Sunday, September 11, 2011

WORK (Iraq)

Mass Grave in Iraqi Town Held Bodies of 40 Cabbies
By Michael S. Schmidt
The New York Times, September 11, 2011
"Iraq has been so inured by years of war, terrorism and sectarian strife that what would be a horrific crime of shocking proportions in most countries has gone barely noticed here. Several days ago, a mass grave was unearthed in Dujail, a town about 35 miles north of Baghdad. That was not unusual. Iraq is littered with such graves, some from the brutal rule of Saddam Hussein, others from the sectarian bloodletting that erupted after the American invasion. Dujail, in fact, is best known for a mass killing, that of 148 of its men and boys by Mr. Hussein’s forces after a failed attempt to assassinate him there in 1982. That was the case Mr. Hussein was hanged for in 2006. But this mass grave, security officials said, was the work of a gang of killers who had kidnapped and killed 40 Baghdad taxi drivers over the last two years in order to steal their cars. The police said the crime was unprecedented as far as they knew. But one would be hard pressed to find a mention of the killings in the Iraqi news media or on the street. Asked about the killings, a member of Parliament from Salahuddin Province, which includes Dujail, offered the standard critique of lax Iraqi security. 'Those areas are not being controlled by the security forces,' said the lawmaker, Suhad Fahil Hamid al-Obedi. 'Unfortunately, we are suffering from a weakness of our security forces.' The police said that the gang had stolen dozens of taxis over the last two years, killing the drivers and burying them in Dujail.

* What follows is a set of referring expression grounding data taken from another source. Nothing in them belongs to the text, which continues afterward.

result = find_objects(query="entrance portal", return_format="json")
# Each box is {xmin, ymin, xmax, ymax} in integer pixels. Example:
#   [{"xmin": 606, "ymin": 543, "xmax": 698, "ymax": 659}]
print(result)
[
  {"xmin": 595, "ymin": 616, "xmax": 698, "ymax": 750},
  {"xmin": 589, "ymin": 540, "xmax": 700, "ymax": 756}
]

Three suspects, including one believed to be the gang's leader, were arrested in the past week, the police said, and they described the crimes in chilling detail. Police officers said that the leader would often go to a garage in Baghdad that had many new taxis and ask for a ride to Dujail. When the taxi arrived in a very rural part of Dujail, the other gang members would be waiting. They would kill the driver, bury the body, then sell the car, according to the police account. The authorities offered no explanation for why the suspects felt they needed to kill the driver in order to steal the car. The police began investigating the case after cabdrivers from the garage reported that many of their fellow drivers were missing. The man suspected of being the ring leader was arrested several days ago while trying to take a taxi to Dujail. One might think that the cabdrivers would have noticed 40 colleagues missing sooner than two years after the disappearances began. But this is Iraq. In Babil Province, south of Baghdad, officials said 35 taxi drivers have vanished this year."